Cryptographically signed using a server-side secret. The signing algorithm MUST be a recognized cryptographic algorithm (e.g., HMAC-SHA256, HMAC-SHA384, Ed25519). Insecure algorithms (e.g., MD5, SHA1 without HMAC) MUST NOT be used.
Time-limited with an explicit expiration timestamp encoded in the credential.
Verified on every use. The engine MUST verify the signature and expiration before acting on the credential.

9.4 Script Isolation

The engine MUST NOT process content within standard HTML <script> elements (§2.5). This prevents:

Server expression syntax from being evaluated inside client JavaScript.
Client JavaScript syntax from being misinterpreted as server directives.
Accidental injection of server-side values into client code without explicit developer intent.
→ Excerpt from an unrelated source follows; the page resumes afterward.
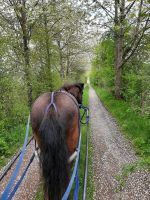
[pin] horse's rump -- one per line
(57, 133)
9.5 Path Traversal Prevention

The engine MUST reject file paths containing .. in:

Inclusion directives (§3.3).
Component references (§3.4).
Layout directive paths (§3.7).
Any other directive that references a file path.

Paths that resolve outside the template root directory MUST be rejected regardless of whether they contain ...

9.6 Content Security

The engine SHOULD set appropriate security headers on responses:

X-Content-Type-Options: nosniff
X-Frame-Options as appropriate for the application.
Content-Security-Policy as appropriate for the application.

These headers are implementation-level recommendations, not specification requirements.

10. Conformance

10.1 Conformance Levels

A fully conformant engine satisfies all MUST requirements across all eight contracts.

A partially conformant engine satisfies all MUST requirements in contracts 1-3 (document model, resolution, security) and documents which additional contracts it supports.

10.2 Extensions

A conformant engine MAY extend the specification with additional features, provided:

Extensions use the server namespace (§2.2).
Extensions are consumed during resolution (they do not appear in the output).
Extensions do not violate any MUST requirement of this specification.

10.3 Versioning

This specification is versioned. Implementations SHOULD declare which version they conform to.

References

Fielding, R.T. (2000). Architectural Styles and the Design of Network-based Software Architectures. Doctoral dissertation, University of California, Irvine.
Foy, J. (2026). An Architectural Style for Progressive Representational State Transfer with On-Demand Code. Working paper.
Bradner, S. (1997). Key words for use in RFCs to Indicate Requirement Levels. RFC 2119.